Rome (CNS) — Artificial intelligence risks giving technology the status of a “pseudo-religion” by shaping the way people interact with information and reality, a leading artificial intelligence expert said.
Interacting with large-scale, artificially intelligent language models like OpenAI's ChatGPT “could tear us out of reality,” said Francis, an expert on artificial intelligence and professor of moral theology at the Pontifical Gregorian University. Father Paolo Benanti made this statement on March 7 at a conference hosted by the Pontifical Academy. of theology.
Relying on such models reduces the need for people to engage in the focused thinking required for tasks that can be completed by artificial intelligence technology, thereby increasing their ability to make “enhanced and more sophisticated inferences.” “It could go down,” he said.
He said artificial intelligence could change humanity's relationship with reality “to the point where[humanity's]desire for control, which satisfies the anxieties inherent in the human condition, takes on the tendencies of a pseudo-religion about machines.”
The theologian said that as machines become more and more “humanized,” humans also become more and more “mechanized.” As an example, he suggested considering a young boy performing a task on his phone. “Are his fingers controlling the screen or are the notifications on his phone controlling the boy's actions?” he asked.

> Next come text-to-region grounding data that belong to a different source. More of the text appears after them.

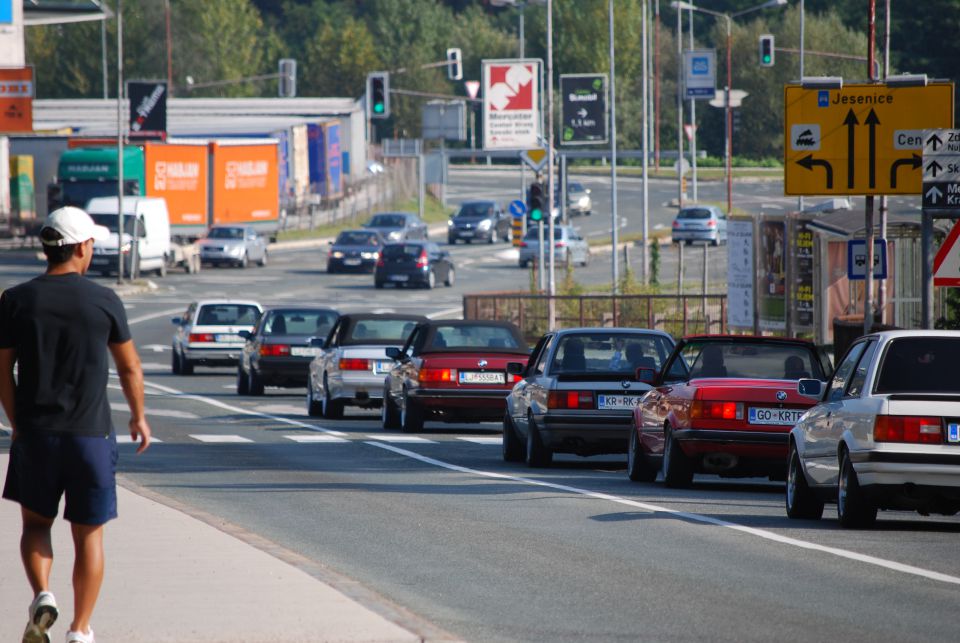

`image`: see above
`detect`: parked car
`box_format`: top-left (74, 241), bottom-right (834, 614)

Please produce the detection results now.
top-left (787, 330), bottom-right (960, 527)
top-left (307, 313), bottom-right (426, 418)
top-left (171, 300), bottom-right (263, 374)
top-left (518, 225), bottom-right (589, 268)
top-left (363, 212), bottom-right (428, 242)
top-left (327, 229), bottom-right (385, 274)
top-left (237, 307), bottom-right (339, 396)
top-left (382, 320), bottom-right (529, 432)
top-left (565, 181), bottom-right (593, 217)
top-left (447, 200), bottom-right (511, 244)
top-left (630, 335), bottom-right (831, 486)
top-left (199, 225), bottom-right (269, 268)
top-left (504, 328), bottom-right (676, 467)
top-left (374, 241), bottom-right (455, 289)
top-left (671, 205), bottom-right (727, 246)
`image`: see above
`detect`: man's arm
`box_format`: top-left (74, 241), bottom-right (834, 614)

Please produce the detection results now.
top-left (109, 340), bottom-right (151, 454)
top-left (0, 348), bottom-right (16, 439)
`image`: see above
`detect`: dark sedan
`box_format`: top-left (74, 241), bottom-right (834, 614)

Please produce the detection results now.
top-left (327, 229), bottom-right (385, 273)
top-left (237, 307), bottom-right (339, 395)
top-left (447, 200), bottom-right (511, 244)
top-left (363, 212), bottom-right (428, 242)
top-left (374, 241), bottom-right (455, 289)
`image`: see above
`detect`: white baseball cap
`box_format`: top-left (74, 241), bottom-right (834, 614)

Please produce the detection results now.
top-left (40, 206), bottom-right (110, 246)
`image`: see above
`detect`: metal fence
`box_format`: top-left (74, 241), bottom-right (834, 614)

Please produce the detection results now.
top-left (463, 293), bottom-right (728, 343)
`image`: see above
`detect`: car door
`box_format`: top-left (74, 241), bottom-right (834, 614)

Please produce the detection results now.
top-left (717, 210), bottom-right (728, 243)
top-left (515, 334), bottom-right (555, 435)
top-left (427, 243), bottom-right (448, 282)
top-left (318, 318), bottom-right (344, 389)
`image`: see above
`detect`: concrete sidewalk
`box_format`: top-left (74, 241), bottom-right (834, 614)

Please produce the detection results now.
top-left (1, 454), bottom-right (455, 643)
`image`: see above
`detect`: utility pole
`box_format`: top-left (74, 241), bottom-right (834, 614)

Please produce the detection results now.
top-left (609, 0), bottom-right (619, 294)
top-left (676, 7), bottom-right (684, 209)
top-left (863, 0), bottom-right (877, 336)
top-left (116, 0), bottom-right (124, 284)
top-left (547, 0), bottom-right (557, 328)
top-left (641, 0), bottom-right (650, 284)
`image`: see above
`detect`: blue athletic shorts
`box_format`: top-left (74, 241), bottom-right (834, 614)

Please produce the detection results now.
top-left (2, 432), bottom-right (118, 525)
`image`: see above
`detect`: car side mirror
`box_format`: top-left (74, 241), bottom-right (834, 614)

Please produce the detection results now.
top-left (238, 330), bottom-right (252, 340)
top-left (798, 378), bottom-right (823, 399)
top-left (385, 346), bottom-right (402, 360)
top-left (309, 336), bottom-right (325, 348)
top-left (327, 240), bottom-right (333, 245)
top-left (635, 367), bottom-right (657, 384)
top-left (171, 317), bottom-right (182, 325)
top-left (506, 362), bottom-right (525, 376)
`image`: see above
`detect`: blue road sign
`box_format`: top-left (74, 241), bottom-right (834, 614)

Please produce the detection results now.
top-left (509, 199), bottom-right (527, 218)
top-left (847, 239), bottom-right (887, 280)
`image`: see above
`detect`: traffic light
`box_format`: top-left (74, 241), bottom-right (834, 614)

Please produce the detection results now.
top-left (367, 72), bottom-right (390, 119)
top-left (759, 34), bottom-right (775, 67)
top-left (527, 181), bottom-right (543, 222)
top-left (278, 58), bottom-right (297, 97)
top-left (446, 47), bottom-right (463, 81)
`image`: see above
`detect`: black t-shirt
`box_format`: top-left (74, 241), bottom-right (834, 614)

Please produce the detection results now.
top-left (0, 273), bottom-right (131, 437)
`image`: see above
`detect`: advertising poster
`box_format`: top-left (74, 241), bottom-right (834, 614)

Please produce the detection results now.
top-left (560, 74), bottom-right (607, 145)
top-left (726, 218), bottom-right (754, 329)
top-left (794, 219), bottom-right (815, 329)
top-left (759, 219), bottom-right (786, 331)
top-left (127, 81), bottom-right (167, 139)
top-left (482, 59), bottom-right (541, 150)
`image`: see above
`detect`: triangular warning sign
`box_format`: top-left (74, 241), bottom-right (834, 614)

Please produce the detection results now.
top-left (933, 220), bottom-right (960, 286)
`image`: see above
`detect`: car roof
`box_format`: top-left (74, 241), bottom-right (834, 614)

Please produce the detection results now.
top-left (337, 312), bottom-right (427, 323)
top-left (552, 327), bottom-right (674, 339)
top-left (680, 334), bottom-right (815, 346)
top-left (261, 306), bottom-right (338, 314)
top-left (193, 299), bottom-right (262, 309)
top-left (459, 200), bottom-right (496, 206)
top-left (866, 330), bottom-right (960, 339)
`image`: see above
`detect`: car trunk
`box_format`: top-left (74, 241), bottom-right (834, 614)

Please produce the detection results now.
top-left (690, 378), bottom-right (815, 431)
top-left (418, 352), bottom-right (527, 389)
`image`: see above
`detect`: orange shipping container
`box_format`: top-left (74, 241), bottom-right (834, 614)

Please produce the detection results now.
top-left (210, 142), bottom-right (279, 225)
top-left (144, 142), bottom-right (208, 228)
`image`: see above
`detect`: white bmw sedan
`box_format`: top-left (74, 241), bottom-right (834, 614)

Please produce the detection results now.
top-left (787, 330), bottom-right (960, 527)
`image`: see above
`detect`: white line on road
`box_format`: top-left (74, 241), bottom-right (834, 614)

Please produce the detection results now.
top-left (116, 435), bottom-right (163, 444)
top-left (284, 435), bottom-right (350, 443)
top-left (190, 434), bottom-right (254, 443)
top-left (368, 435), bottom-right (435, 444)
top-left (128, 307), bottom-right (185, 325)
top-left (457, 437), bottom-right (502, 445)
top-left (366, 442), bottom-right (960, 587)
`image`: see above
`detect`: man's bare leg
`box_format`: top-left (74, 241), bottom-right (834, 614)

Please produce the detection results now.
top-left (21, 507), bottom-right (54, 594)
top-left (69, 522), bottom-right (104, 634)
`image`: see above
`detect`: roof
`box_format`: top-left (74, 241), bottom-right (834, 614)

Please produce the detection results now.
top-left (804, 209), bottom-right (942, 239)
top-left (194, 300), bottom-right (262, 308)
top-left (23, 0), bottom-right (111, 26)
top-left (553, 327), bottom-right (674, 338)
top-left (337, 313), bottom-right (427, 323)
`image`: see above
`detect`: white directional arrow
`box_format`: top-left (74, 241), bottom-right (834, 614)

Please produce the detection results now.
top-left (577, 108), bottom-right (588, 118)
top-left (926, 185), bottom-right (944, 204)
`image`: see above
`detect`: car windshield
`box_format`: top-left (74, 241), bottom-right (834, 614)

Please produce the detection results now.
top-left (382, 244), bottom-right (425, 258)
top-left (673, 340), bottom-right (823, 380)
top-left (346, 319), bottom-right (419, 343)
top-left (208, 227), bottom-right (245, 239)
top-left (875, 337), bottom-right (960, 393)
top-left (196, 304), bottom-right (260, 326)
top-left (90, 213), bottom-right (142, 236)
top-left (264, 310), bottom-right (337, 336)
top-left (368, 214), bottom-right (406, 228)
top-left (568, 182), bottom-right (585, 193)
top-left (456, 203), bottom-right (494, 218)
top-left (429, 325), bottom-right (522, 350)
top-left (336, 231), bottom-right (380, 246)
top-left (551, 333), bottom-right (673, 374)
top-left (678, 208), bottom-right (713, 220)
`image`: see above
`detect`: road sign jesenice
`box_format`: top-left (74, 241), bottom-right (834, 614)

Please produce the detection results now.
top-left (784, 82), bottom-right (954, 196)
top-left (922, 129), bottom-right (960, 210)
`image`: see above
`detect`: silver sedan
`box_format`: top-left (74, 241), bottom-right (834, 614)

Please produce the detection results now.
top-left (198, 225), bottom-right (269, 268)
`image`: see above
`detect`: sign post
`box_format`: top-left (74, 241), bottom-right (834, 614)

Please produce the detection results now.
top-left (559, 74), bottom-right (607, 145)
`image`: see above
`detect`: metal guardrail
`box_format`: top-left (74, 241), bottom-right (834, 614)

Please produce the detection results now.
top-left (463, 293), bottom-right (727, 342)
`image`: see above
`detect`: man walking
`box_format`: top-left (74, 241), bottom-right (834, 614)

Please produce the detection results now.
top-left (1, 206), bottom-right (151, 643)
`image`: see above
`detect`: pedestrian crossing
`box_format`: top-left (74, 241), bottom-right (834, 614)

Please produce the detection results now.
top-left (112, 433), bottom-right (501, 446)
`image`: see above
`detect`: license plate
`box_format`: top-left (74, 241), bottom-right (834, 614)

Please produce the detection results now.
top-left (948, 423), bottom-right (960, 444)
top-left (216, 334), bottom-right (242, 343)
top-left (343, 258), bottom-right (361, 266)
top-left (372, 360), bottom-right (392, 374)
top-left (459, 371), bottom-right (505, 385)
top-left (389, 274), bottom-right (409, 282)
top-left (748, 407), bottom-right (805, 426)
top-left (597, 395), bottom-right (641, 410)
top-left (459, 231), bottom-right (475, 237)
top-left (290, 347), bottom-right (321, 357)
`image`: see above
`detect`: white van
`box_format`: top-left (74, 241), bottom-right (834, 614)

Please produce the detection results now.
top-left (87, 197), bottom-right (172, 277)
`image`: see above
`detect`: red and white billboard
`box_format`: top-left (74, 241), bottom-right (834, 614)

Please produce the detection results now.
top-left (482, 59), bottom-right (541, 151)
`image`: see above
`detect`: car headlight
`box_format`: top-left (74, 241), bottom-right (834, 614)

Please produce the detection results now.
top-left (578, 196), bottom-right (590, 208)
top-left (360, 251), bottom-right (378, 259)
top-left (331, 251), bottom-right (344, 259)
top-left (447, 219), bottom-right (454, 227)
top-left (120, 243), bottom-right (131, 254)
top-left (388, 231), bottom-right (402, 240)
top-left (477, 219), bottom-right (492, 231)
top-left (230, 245), bottom-right (244, 256)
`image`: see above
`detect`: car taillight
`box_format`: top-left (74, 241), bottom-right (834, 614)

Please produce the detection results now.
top-left (509, 373), bottom-right (523, 383)
top-left (189, 333), bottom-right (215, 343)
top-left (691, 401), bottom-right (743, 420)
top-left (416, 252), bottom-right (429, 268)
top-left (706, 219), bottom-right (717, 228)
top-left (873, 415), bottom-right (942, 444)
top-left (548, 391), bottom-right (594, 409)
top-left (555, 241), bottom-right (567, 248)
top-left (419, 368), bottom-right (457, 383)
top-left (339, 358), bottom-right (370, 371)
top-left (519, 241), bottom-right (528, 248)
top-left (376, 256), bottom-right (385, 267)
top-left (260, 344), bottom-right (291, 357)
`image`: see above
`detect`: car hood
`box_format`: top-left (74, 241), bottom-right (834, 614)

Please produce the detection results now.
top-left (200, 238), bottom-right (245, 248)
top-left (94, 232), bottom-right (132, 252)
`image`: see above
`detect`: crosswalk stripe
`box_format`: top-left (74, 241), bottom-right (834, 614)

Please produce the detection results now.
top-left (116, 435), bottom-right (163, 444)
top-left (284, 435), bottom-right (349, 443)
top-left (190, 434), bottom-right (254, 443)
top-left (457, 437), bottom-right (502, 445)
top-left (366, 435), bottom-right (435, 444)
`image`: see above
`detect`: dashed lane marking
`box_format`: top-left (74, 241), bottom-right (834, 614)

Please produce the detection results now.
top-left (366, 435), bottom-right (435, 444)
top-left (457, 437), bottom-right (502, 445)
top-left (284, 435), bottom-right (350, 443)
top-left (190, 434), bottom-right (254, 443)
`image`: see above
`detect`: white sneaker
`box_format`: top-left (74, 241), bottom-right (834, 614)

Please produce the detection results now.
top-left (64, 629), bottom-right (94, 643)
top-left (22, 591), bottom-right (58, 643)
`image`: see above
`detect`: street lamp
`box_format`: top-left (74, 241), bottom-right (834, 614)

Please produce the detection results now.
top-left (489, 0), bottom-right (546, 58)
top-left (671, 0), bottom-right (787, 215)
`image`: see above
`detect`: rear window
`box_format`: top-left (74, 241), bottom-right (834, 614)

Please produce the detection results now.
top-left (677, 209), bottom-right (713, 220)
top-left (336, 231), bottom-right (380, 246)
top-left (196, 304), bottom-right (260, 326)
top-left (551, 332), bottom-right (673, 374)
top-left (383, 244), bottom-right (425, 258)
top-left (369, 214), bottom-right (406, 227)
top-left (525, 227), bottom-right (565, 240)
top-left (876, 337), bottom-right (960, 393)
top-left (430, 325), bottom-right (522, 350)
top-left (675, 340), bottom-right (823, 380)
top-left (264, 310), bottom-right (337, 336)
top-left (346, 319), bottom-right (419, 343)
top-left (456, 203), bottom-right (495, 218)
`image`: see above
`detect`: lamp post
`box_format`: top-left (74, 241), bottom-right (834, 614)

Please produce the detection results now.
top-left (670, 0), bottom-right (787, 215)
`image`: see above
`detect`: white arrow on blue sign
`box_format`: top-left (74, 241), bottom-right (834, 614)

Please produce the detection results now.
top-left (509, 199), bottom-right (527, 218)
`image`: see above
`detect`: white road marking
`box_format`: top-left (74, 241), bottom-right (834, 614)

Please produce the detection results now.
top-left (128, 307), bottom-right (185, 325)
top-left (458, 437), bottom-right (502, 445)
top-left (284, 435), bottom-right (349, 443)
top-left (116, 435), bottom-right (163, 444)
top-left (140, 362), bottom-right (170, 371)
top-left (110, 403), bottom-right (199, 419)
top-left (255, 404), bottom-right (307, 416)
top-left (141, 344), bottom-right (169, 352)
top-left (367, 435), bottom-right (435, 444)
top-left (190, 434), bottom-right (254, 443)
top-left (367, 442), bottom-right (960, 587)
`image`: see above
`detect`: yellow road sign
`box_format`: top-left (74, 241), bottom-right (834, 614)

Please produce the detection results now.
top-left (784, 82), bottom-right (954, 196)
top-left (520, 148), bottom-right (548, 172)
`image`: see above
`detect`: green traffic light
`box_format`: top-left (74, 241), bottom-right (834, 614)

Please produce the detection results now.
top-left (762, 55), bottom-right (771, 64)
top-left (530, 208), bottom-right (542, 222)
top-left (373, 103), bottom-right (384, 114)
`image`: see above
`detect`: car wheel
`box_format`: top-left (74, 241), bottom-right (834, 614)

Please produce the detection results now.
top-left (444, 267), bottom-right (455, 287)
top-left (259, 250), bottom-right (268, 267)
top-left (662, 426), bottom-right (693, 488)
top-left (525, 412), bottom-right (552, 467)
top-left (180, 351), bottom-right (194, 375)
top-left (236, 367), bottom-right (250, 395)
top-left (321, 376), bottom-right (344, 419)
top-left (239, 252), bottom-right (249, 269)
top-left (711, 236), bottom-right (720, 247)
top-left (502, 412), bottom-right (526, 462)
top-left (425, 270), bottom-right (436, 289)
top-left (248, 368), bottom-right (264, 396)
top-left (305, 381), bottom-right (323, 417)
top-left (381, 386), bottom-right (401, 430)
top-left (400, 393), bottom-right (424, 433)
top-left (837, 450), bottom-right (877, 528)
top-left (627, 423), bottom-right (657, 482)
top-left (171, 348), bottom-right (182, 375)
top-left (489, 229), bottom-right (498, 244)
top-left (465, 238), bottom-right (472, 244)
top-left (785, 443), bottom-right (824, 520)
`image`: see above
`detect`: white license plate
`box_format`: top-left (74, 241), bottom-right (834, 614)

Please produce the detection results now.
top-left (343, 258), bottom-right (361, 266)
top-left (748, 407), bottom-right (805, 426)
top-left (290, 347), bottom-right (321, 357)
top-left (459, 371), bottom-right (505, 385)
top-left (389, 274), bottom-right (409, 282)
top-left (459, 231), bottom-right (475, 237)
top-left (216, 334), bottom-right (242, 343)
top-left (372, 360), bottom-right (392, 374)
top-left (597, 395), bottom-right (641, 410)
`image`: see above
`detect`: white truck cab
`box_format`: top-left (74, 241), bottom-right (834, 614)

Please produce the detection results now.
top-left (87, 196), bottom-right (172, 277)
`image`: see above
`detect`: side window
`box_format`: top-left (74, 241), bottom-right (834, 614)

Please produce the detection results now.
top-left (326, 320), bottom-right (342, 346)
top-left (826, 342), bottom-right (867, 402)
top-left (845, 340), bottom-right (878, 398)
top-left (183, 303), bottom-right (196, 325)
top-left (665, 356), bottom-right (689, 382)
top-left (531, 335), bottom-right (555, 375)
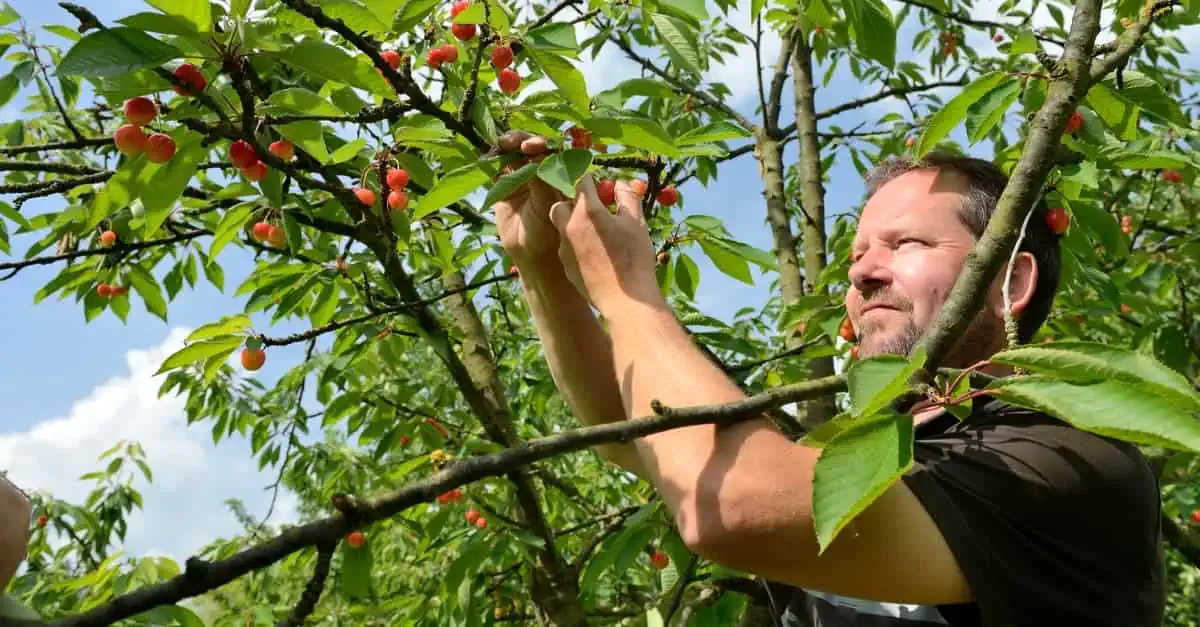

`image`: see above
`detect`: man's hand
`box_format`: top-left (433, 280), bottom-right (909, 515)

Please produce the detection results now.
top-left (492, 131), bottom-right (568, 268)
top-left (548, 175), bottom-right (662, 316)
top-left (0, 476), bottom-right (31, 588)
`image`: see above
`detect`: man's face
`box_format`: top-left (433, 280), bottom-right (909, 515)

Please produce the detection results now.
top-left (845, 169), bottom-right (1004, 366)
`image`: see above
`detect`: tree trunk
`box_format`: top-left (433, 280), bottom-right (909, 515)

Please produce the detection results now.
top-left (790, 32), bottom-right (838, 429)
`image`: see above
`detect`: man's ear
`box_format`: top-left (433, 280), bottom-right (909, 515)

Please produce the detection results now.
top-left (1001, 251), bottom-right (1039, 319)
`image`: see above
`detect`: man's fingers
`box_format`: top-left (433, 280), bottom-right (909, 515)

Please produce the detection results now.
top-left (614, 179), bottom-right (646, 226)
top-left (521, 136), bottom-right (549, 156)
top-left (499, 130), bottom-right (533, 152)
top-left (548, 200), bottom-right (574, 234)
top-left (575, 174), bottom-right (609, 218)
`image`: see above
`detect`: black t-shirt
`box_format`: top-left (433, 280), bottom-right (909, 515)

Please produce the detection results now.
top-left (770, 397), bottom-right (1166, 627)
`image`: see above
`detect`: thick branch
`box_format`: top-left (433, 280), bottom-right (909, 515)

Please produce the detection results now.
top-left (275, 543), bottom-right (334, 627)
top-left (16, 375), bottom-right (845, 627)
top-left (1089, 0), bottom-right (1180, 81)
top-left (0, 160), bottom-right (103, 175)
top-left (895, 0), bottom-right (1064, 46)
top-left (0, 138), bottom-right (111, 156)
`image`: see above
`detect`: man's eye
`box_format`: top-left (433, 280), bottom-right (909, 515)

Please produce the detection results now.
top-left (898, 238), bottom-right (923, 246)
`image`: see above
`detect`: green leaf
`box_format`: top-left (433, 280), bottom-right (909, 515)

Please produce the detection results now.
top-left (147, 0), bottom-right (211, 34)
top-left (91, 156), bottom-right (149, 229)
top-left (127, 265), bottom-right (168, 322)
top-left (536, 149), bottom-right (593, 197)
top-left (310, 282), bottom-right (339, 327)
top-left (917, 72), bottom-right (1007, 155)
top-left (58, 28), bottom-right (183, 78)
top-left (1071, 200), bottom-right (1128, 258)
top-left (812, 412), bottom-right (913, 551)
top-left (525, 22), bottom-right (578, 50)
top-left (209, 203), bottom-right (255, 258)
top-left (699, 239), bottom-right (752, 285)
top-left (329, 138), bottom-right (367, 164)
top-left (585, 116), bottom-right (680, 158)
top-left (1085, 82), bottom-right (1139, 140)
top-left (987, 376), bottom-right (1200, 453)
top-left (394, 0), bottom-right (440, 33)
top-left (845, 0), bottom-right (896, 69)
top-left (118, 12), bottom-right (199, 37)
top-left (965, 77), bottom-right (1021, 144)
top-left (1099, 70), bottom-right (1187, 126)
top-left (988, 342), bottom-right (1200, 412)
top-left (412, 163), bottom-right (490, 219)
top-left (1009, 29), bottom-right (1037, 55)
top-left (0, 595), bottom-right (40, 620)
top-left (847, 349), bottom-right (927, 418)
top-left (186, 315), bottom-right (252, 343)
top-left (0, 201), bottom-right (29, 229)
top-left (676, 121), bottom-right (752, 146)
top-left (525, 48), bottom-right (590, 115)
top-left (1113, 151), bottom-right (1188, 170)
top-left (367, 0), bottom-right (407, 24)
top-left (273, 40), bottom-right (390, 98)
top-left (481, 161), bottom-right (539, 212)
top-left (0, 73), bottom-right (18, 110)
top-left (140, 131), bottom-right (206, 237)
top-left (268, 87), bottom-right (343, 116)
top-left (322, 0), bottom-right (389, 36)
top-left (451, 0), bottom-right (510, 30)
top-left (652, 13), bottom-right (702, 75)
top-left (340, 539), bottom-right (374, 600)
top-left (0, 3), bottom-right (18, 28)
top-left (276, 120), bottom-right (331, 163)
top-left (156, 336), bottom-right (243, 374)
top-left (660, 0), bottom-right (708, 21)
top-left (675, 254), bottom-right (699, 300)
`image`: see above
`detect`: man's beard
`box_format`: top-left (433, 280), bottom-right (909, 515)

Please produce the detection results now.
top-left (858, 305), bottom-right (1004, 368)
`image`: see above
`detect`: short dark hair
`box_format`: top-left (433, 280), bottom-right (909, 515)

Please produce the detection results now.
top-left (863, 151), bottom-right (1062, 343)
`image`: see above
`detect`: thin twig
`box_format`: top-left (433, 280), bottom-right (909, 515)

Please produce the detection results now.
top-left (274, 543), bottom-right (335, 627)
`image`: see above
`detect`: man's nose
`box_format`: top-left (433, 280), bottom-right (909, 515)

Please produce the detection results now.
top-left (849, 246), bottom-right (891, 292)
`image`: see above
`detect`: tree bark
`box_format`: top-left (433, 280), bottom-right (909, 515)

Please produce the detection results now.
top-left (790, 31), bottom-right (838, 429)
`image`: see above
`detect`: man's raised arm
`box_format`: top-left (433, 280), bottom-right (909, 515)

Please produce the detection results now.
top-left (0, 476), bottom-right (31, 589)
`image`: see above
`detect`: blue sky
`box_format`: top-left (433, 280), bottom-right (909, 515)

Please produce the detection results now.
top-left (2, 0), bottom-right (1196, 569)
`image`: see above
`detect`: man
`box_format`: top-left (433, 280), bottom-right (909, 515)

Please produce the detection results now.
top-left (0, 474), bottom-right (31, 589)
top-left (494, 136), bottom-right (1165, 626)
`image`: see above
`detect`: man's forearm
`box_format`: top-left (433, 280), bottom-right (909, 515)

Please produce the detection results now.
top-left (0, 476), bottom-right (31, 588)
top-left (520, 263), bottom-right (650, 478)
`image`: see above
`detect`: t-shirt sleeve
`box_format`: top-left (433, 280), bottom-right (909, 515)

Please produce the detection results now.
top-left (900, 410), bottom-right (1165, 627)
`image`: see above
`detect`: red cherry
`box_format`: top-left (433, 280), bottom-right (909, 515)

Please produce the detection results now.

“External factors, such as interactions with machines, can change our behavior,” he says.
By using algorithms that consume and process the vast amounts of data that humans generate, “machines can not only predict human behavior, but also generate human behavior,” he said.
But unlike laws enacted by governments that aim to influence human behavior, algorithms are developed by private companies whose primary purpose is financial gain rather than public interest, he said, for example. Referring to the world of e-commerce, he said: Suggest products to users based on collected data about their shopping history and interests.
Father Benanti said the “knowledge” produced by artificial intelligence could create data that would become the primary way people understand and control their reality, which is what religious thinking aims to do. He said that theology must confront such problems. The way people view the world around them is rapidly changing.